Later in the evening, the event's two emcees, David Novarro of WABC-NY's Eyewitness News and Adriana Vargas of Univision-NY, introduced the night's three honorees. Lillian Rodríguez López, vice president of stakeholder relations and customer PAC support for the Coca-Cola Company, received the Excelencia Award. Rodríguez López previously served as president of the Hispanic Federation, a non-profit membership organization of 100 Latino health and human service agencies in New York, New Jersey, Connecticut and Pennsylvania. She has also worked with diversity councils at major corporations, including Nielsen, News Corporation and Comcast.
Lillian Rodríguez López accepts the Excelencia Award.
As she accepted the award, Rodríguez López acknowledged her fellow honorees and everyone in the room serving as a role model for so many young people who want to grow up, be entrepreneurs and make a difference in the Latino community. "If we don't invest in our own community, who will?" she asked. "We have to have a collective vision for who we can be as a community."
Eduardo Martinez, president of the UPS Foundation, received the Compromiso Award. Martinez joined UPS in 1976 as a package handler in Miami and gradually worked his way up to management. A former chairperson, he currently serves on the World Economic Forum's Global Agenda Council on Humanitarian Response and on the UN Global Logistics Cluster's Logistics Emergency Team Steering Council. He also represents UPS on the Corporate Board of Advisors for The National Council of La Raza organization.
Eduardo Martinez (right) receives the Compromiso Award.

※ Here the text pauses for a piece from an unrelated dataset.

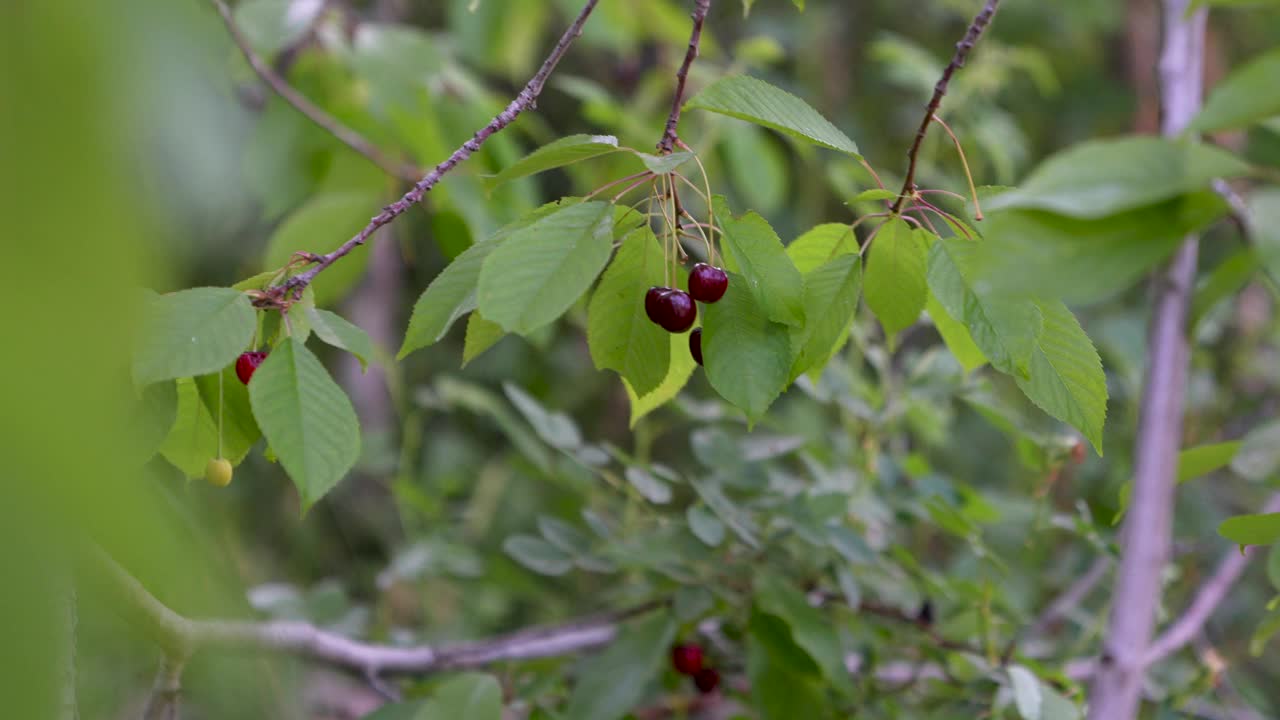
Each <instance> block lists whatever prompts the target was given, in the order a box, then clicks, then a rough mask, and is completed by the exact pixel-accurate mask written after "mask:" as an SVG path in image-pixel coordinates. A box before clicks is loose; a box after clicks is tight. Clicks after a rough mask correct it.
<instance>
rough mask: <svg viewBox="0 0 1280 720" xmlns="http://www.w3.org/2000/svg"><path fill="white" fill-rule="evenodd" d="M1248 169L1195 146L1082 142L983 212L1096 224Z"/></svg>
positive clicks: (998, 195) (1136, 143) (1045, 167)
mask: <svg viewBox="0 0 1280 720" xmlns="http://www.w3.org/2000/svg"><path fill="white" fill-rule="evenodd" d="M1248 170H1249V167H1248V164H1245V163H1244V161H1242V160H1239V159H1236V158H1235V156H1234V155H1231V154H1230V152H1226V151H1225V150H1219V149H1217V147H1212V146H1208V145H1202V143H1198V142H1189V141H1179V140H1169V138H1158V137H1124V138H1119V140H1096V141H1089V142H1082V143H1079V145H1075V146H1073V147H1070V149H1069V150H1065V151H1062V152H1059V154H1057V155H1053V156H1052V158H1050V159H1048V160H1044V161H1043V163H1041V165H1039V167H1038V168H1037V169H1036V170H1034V172H1033V173H1032V176H1030V177H1029V178H1027V182H1025V183H1023V186H1021V187H1018V188H1015V190H1011V191H1009V192H1002V193H1000V195H997V196H995V197H992V199H991V200H988V201H987V210H989V211H995V210H1002V209H1011V208H1023V209H1041V210H1050V211H1052V213H1059V214H1061V215H1068V217H1073V218H1083V219H1097V218H1103V217H1106V215H1114V214H1116V213H1123V211H1125V210H1134V209H1138V208H1143V206H1147V205H1155V204H1157V202H1162V201H1166V200H1172V199H1175V197H1178V196H1180V195H1187V193H1190V192H1197V191H1203V190H1208V188H1210V183H1211V182H1212V181H1213V179H1215V178H1228V177H1235V176H1240V174H1244V173H1247V172H1248Z"/></svg>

"It is a privilege to be here with young leaders who are already making a mark at Seton Hall and beyond," he said. "The UPS Foundation is very passionate about our communities; UPS employees have contributed 2.3 million hours of service. Our own Latino community has accomplished a great deal thanks to universities like Seton Hall. Tonight we are here to empower our next leaders with the skills they will need in the future."
The final award of the night, the Magno Award, was given to Bernie Williams, New York Yankees legend. Williams is a four-time World Series champion and a five-time all-star. Throughout the years he spent with the Yankees, his passion for music and education never waned. The star center fielder earned his Bachelor of Music from the Manhattan School of Music in May of 2016.

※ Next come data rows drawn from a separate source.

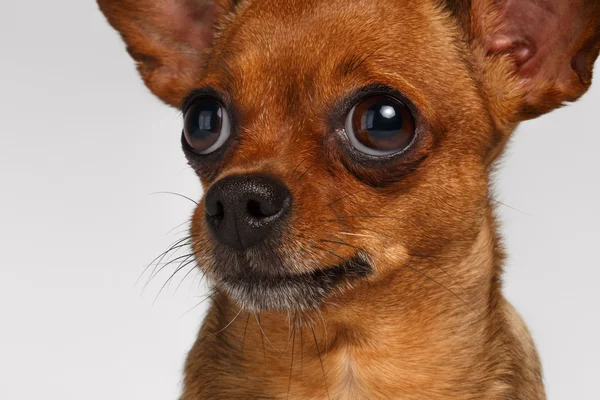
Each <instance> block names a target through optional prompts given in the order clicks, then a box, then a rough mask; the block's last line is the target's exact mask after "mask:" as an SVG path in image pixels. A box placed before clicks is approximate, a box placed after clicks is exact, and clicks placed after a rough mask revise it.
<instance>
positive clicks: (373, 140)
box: [345, 94, 416, 156]
mask: <svg viewBox="0 0 600 400" xmlns="http://www.w3.org/2000/svg"><path fill="white" fill-rule="evenodd" d="M345 128H346V134H347V135H348V138H349V139H350V142H351V143H352V145H353V146H354V148H356V149H357V150H359V151H360V152H362V153H365V154H368V155H371V156H386V155H391V154H395V153H400V152H402V151H404V150H406V149H407V148H408V147H409V146H410V145H411V143H412V141H413V138H414V136H415V131H416V124H415V120H414V118H413V115H412V113H411V111H410V109H409V108H408V107H407V106H406V105H405V104H403V103H402V102H401V101H400V100H398V99H396V98H394V97H392V96H389V95H384V94H376V95H370V96H367V97H363V98H362V99H360V100H359V101H358V103H356V104H355V105H354V107H352V109H351V110H350V112H349V113H348V117H347V118H346V125H345Z"/></svg>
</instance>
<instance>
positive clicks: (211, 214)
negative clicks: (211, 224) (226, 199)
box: [206, 200, 225, 219]
mask: <svg viewBox="0 0 600 400" xmlns="http://www.w3.org/2000/svg"><path fill="white" fill-rule="evenodd" d="M206 215H208V216H209V217H211V218H214V219H223V217H225V206H224V205H223V202H221V201H220V200H217V201H216V202H214V203H213V204H211V205H210V206H207V207H206Z"/></svg>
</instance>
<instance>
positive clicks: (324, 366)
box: [310, 325, 331, 400]
mask: <svg viewBox="0 0 600 400" xmlns="http://www.w3.org/2000/svg"><path fill="white" fill-rule="evenodd" d="M310 330H311V331H312V334H313V339H314V340H315V348H316V349H317V355H318V356H319V362H320V363H321V370H322V371H323V382H325V391H326V392H327V398H328V399H330V400H331V397H329V387H328V386H327V378H326V377H325V366H324V365H323V359H322V358H321V351H320V350H319V343H317V336H316V335H315V328H314V327H313V326H312V325H311V327H310Z"/></svg>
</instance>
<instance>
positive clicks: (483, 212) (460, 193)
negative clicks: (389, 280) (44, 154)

Manager Steve Fortunato accepts the Magno Award on behalf of Bernie Williams.
Due to a family emergency, Williams was unable to attend the event, but his manager Steve Fortunato accepted the award on his behalf. "I have always been an advocate for education, and to include arts, music and athletics into the curriculum," Williams had written in his remarks. He then described his work with the National Association of Music Merchants Foundation, which aims to do just that – before proudly announcing that this past year, President Obama signed the Every Student Succeeds Act, which supports music education in K-12 programs. Williams also discussed his own recent educational milestone in hopes that it would inspire others. "After retirement, I knew it was time to follow my own advice about education and go back to school. I knew it would improve my thinking as a musician, as a performer, as a man," he wrote. "Here I was, a 45-year-old freshman, the 'old man' on campus. I am now a college graduate, with my bachelor's in jazz performance. I've gotten letters from people saying that I inspired them to go back to school as well."
"You are never too old to get an education," Williams concluded. "Never, ever stop learning."